Vor einigen Wochen erzählt Annette Schavan von der Zukunft. Es ist eine schöne Zukunft. Gerade hat die Ministerin überraschend verkündet, nicht mehr als stellvertretende CDU-Vorsitzende kandidieren zu wollen. Eine Niederlage? Schavan sagt, sie habe Ballast abgeworfen, um sich künftig ganz darauf konzentrieren zu können, was ihr wichtig sei: die Bildung, die Wissenschaft. Vier weitere Jahre als Ministerin malt Schavan sich aus oder ein reputierliches Dasein als Expertin im Parlament. Und wenn die Zeit der Politik einmal vorüber sei, dann wolle sie Bücher schreiben, Vorträge halten und sich verstärkt ihrem Amt als Honorarprofessorin der Theologie an der Freien Universität Berlin widmen. »Ich habe noch viel vor!«, ruft sie gut gelaunt in die Runde.

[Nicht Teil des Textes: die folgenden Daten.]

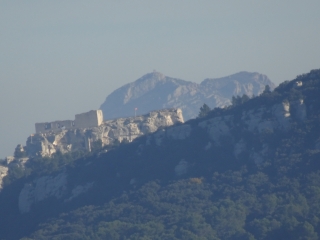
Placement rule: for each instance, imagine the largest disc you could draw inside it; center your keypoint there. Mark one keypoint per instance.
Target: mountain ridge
(247, 171)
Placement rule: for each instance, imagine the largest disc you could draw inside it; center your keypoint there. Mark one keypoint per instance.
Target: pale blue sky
(59, 58)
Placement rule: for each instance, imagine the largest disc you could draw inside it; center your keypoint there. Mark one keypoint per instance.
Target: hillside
(249, 171)
(155, 91)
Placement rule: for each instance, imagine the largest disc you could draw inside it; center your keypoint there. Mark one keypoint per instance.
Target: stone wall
(80, 138)
(89, 119)
(92, 118)
(54, 126)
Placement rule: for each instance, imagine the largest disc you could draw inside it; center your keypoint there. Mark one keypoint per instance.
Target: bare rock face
(46, 144)
(155, 91)
(3, 173)
(41, 189)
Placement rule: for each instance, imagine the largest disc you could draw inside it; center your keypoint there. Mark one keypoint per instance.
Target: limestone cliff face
(46, 144)
(156, 91)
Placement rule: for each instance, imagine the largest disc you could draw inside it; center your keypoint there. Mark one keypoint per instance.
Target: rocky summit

Seit Freitag vergangener Woche sieht Annette Schavan ihre Lebensperspektive in Gefahr. Die Bundesbildungsministerin erfährt, dass der Düsseldorfer Professor der Judaistik, Stefan Rohrbacher, ein vernichtendes Urteil über ihre Dissertation gefällt ha t. Nach den Vorwürfen eines anonymen Plagiatsjägers im Internet hatte die Universität den Promotionsausschuss im Mai mit der Prüfung der Arbeit beauftragt. In einer »Sachverhaltsermittlung« kommt der Vorsitzende des Gremiums zu dem Schluss, dass Schavan sich in beträchtlichem Umfang fremden geistigen Eigentums bemächtigt habe, ohne dies ausreichend zu kennzeichnen. Die Häufigkeit der unzulässigen Übernahmen aus Werken fremder Autoren beweist für Rohrbacher eine »leitende Täuschungsabsicht«. Diesen Vorwurf hatte nicht einmal die Universität Bayreuth dem Promotionsbetrüger Guttenberg gemacht.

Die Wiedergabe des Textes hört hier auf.